Durante le celebrazioni equinoziali romane si tagliava ritualmente un grande pino e si portava in processione con bende e ghirlande di violette fino al tempio di Cibele, dove era innalzato. Poi i sacerdoti spargevano sangue e suonavano le trombe, simboli di Marte e quindi del segno dell’Ariete.

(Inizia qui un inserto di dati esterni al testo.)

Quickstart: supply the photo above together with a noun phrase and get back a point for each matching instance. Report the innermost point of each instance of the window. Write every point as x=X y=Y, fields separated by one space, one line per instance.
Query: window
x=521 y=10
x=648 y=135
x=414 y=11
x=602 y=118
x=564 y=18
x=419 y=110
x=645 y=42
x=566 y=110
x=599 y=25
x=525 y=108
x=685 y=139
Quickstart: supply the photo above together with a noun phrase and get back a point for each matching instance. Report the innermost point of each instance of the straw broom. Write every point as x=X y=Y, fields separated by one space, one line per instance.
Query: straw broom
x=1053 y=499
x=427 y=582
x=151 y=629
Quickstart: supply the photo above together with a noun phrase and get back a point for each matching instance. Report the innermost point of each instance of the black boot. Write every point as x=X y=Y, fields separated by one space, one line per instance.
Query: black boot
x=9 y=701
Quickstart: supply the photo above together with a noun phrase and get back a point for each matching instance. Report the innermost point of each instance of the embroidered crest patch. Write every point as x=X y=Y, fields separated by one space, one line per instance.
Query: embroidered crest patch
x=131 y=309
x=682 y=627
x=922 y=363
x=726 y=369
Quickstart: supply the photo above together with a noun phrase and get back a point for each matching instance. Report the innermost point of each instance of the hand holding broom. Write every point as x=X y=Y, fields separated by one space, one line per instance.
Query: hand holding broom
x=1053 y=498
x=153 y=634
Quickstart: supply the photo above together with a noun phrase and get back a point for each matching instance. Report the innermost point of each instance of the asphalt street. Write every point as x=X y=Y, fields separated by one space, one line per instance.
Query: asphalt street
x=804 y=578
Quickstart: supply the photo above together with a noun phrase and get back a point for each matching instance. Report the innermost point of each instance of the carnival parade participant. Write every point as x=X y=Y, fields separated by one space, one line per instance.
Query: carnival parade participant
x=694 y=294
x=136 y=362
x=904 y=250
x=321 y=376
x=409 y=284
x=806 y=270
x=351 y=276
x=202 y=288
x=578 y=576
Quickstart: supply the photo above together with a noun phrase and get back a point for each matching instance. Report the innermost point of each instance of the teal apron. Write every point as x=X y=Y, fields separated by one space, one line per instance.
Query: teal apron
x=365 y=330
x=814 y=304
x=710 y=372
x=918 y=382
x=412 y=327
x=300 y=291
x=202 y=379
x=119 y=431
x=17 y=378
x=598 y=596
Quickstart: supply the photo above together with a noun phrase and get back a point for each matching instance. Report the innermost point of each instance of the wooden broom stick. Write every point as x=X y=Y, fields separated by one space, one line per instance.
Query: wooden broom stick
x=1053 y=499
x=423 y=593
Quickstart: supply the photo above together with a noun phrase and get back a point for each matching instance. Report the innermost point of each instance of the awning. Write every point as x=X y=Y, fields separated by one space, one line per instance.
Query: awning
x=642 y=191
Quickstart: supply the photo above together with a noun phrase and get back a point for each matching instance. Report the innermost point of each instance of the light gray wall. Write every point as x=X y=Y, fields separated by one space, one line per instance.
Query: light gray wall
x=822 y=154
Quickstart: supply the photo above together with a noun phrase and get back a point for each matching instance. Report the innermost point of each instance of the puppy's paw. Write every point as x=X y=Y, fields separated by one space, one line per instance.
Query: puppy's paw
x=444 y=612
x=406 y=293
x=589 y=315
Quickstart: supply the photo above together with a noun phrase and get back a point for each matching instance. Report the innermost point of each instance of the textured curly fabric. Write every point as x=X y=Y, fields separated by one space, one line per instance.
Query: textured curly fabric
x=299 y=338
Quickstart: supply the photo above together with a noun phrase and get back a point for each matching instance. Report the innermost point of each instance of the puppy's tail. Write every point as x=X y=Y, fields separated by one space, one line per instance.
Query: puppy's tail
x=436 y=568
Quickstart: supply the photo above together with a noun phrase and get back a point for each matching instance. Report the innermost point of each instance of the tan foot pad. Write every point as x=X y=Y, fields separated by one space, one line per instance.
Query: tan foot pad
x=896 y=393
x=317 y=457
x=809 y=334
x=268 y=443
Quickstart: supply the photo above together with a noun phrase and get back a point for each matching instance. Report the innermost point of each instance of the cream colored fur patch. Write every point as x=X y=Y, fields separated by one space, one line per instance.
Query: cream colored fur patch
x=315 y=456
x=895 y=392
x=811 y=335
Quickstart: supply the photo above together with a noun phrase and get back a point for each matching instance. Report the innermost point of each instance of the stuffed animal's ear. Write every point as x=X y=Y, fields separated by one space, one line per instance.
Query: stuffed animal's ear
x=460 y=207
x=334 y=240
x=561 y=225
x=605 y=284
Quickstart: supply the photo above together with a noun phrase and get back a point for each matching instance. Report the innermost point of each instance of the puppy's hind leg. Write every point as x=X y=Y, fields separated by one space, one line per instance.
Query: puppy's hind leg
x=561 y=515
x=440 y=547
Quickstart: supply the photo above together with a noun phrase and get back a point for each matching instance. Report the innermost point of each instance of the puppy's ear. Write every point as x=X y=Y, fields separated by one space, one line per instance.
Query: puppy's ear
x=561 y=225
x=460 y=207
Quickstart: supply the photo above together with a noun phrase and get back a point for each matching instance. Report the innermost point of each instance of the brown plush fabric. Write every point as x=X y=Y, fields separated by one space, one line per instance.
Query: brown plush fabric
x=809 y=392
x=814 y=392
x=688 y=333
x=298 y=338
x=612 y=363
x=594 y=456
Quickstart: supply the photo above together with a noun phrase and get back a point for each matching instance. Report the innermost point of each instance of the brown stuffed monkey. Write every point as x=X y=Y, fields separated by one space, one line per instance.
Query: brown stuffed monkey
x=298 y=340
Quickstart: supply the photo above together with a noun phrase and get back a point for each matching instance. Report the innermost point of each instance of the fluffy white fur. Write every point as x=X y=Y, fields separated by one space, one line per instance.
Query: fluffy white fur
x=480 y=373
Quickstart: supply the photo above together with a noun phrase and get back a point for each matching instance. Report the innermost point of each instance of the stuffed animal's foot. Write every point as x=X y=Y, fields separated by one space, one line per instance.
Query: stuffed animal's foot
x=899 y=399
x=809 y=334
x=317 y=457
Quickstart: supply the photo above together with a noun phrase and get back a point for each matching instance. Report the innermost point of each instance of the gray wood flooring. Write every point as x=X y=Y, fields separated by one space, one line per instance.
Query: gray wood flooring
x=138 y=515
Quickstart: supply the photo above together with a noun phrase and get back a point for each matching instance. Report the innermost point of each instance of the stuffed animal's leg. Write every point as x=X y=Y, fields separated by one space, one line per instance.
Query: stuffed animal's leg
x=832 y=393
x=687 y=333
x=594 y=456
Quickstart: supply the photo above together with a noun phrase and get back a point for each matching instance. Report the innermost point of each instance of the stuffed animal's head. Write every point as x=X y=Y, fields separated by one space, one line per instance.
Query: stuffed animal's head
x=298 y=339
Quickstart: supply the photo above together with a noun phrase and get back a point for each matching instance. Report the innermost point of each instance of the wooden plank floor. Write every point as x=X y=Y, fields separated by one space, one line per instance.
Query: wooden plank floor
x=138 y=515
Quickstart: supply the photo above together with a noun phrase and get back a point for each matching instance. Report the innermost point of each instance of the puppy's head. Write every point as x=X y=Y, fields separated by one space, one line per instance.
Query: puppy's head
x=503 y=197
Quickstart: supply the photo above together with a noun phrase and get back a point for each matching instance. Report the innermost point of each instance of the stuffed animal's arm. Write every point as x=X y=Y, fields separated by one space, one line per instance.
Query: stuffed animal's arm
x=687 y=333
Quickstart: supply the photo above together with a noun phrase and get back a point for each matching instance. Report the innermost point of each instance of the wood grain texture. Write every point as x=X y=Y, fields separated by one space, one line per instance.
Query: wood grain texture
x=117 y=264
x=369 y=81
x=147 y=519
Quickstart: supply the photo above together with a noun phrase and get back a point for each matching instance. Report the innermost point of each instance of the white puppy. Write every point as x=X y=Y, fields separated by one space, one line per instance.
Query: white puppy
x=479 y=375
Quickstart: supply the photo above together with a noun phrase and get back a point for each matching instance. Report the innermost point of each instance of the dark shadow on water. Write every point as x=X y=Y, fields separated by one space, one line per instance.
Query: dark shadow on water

È lo stesso Imperatore Giuliano che ci spiega il mito e la ritualità delle feste primaverili (Alla Madre degli Dei, 6):
L’albero, infatti, cresce dalla terra, ma per così dire verso l’etere, ed è bello a vedersi, ci dà ombra nella calura, e poi produce da sé i frutti di cui ci fa dono: tale è l’esuberanza di fecondità da lui posseduta. Il rito dunque invita noi che, sebbene di natura celeste, siamo stati precipitati sulla terra, a mietere la virtù accompagnata dalla pietà nel campo del nostro comportamento terreno, e ad affrettarci a raggiungere la dea ancestrale, principio di vita. Subito dopo il taglio dell’albero, la tromba fa risuonare il richiamo per Attis e per tutti noi, che un giorno siamo volati dal cielo e caduti sulla terra. Dopo questo segnale, quando il re Attis, in seguito alla mutilazione, arresta la sua corsa illimitata, anche a noi gli dei comandano di eliminare la spinta verso l’infinito e, imitando i demoni che ci guidano, di risalire verso il delimitato e l’uniforme e, per quanto è possibile, verso lo stesso Uno“.
Oltre al pino, la corniola era il sacro arbusto divinatorio simbolo del mese dell’Equinozio, come ricorda anche la mitica primaverile fondazione di Roma, nel luogo in cui si conficcò il giavellotto di Romolo, fatto appunto di legno di corniola.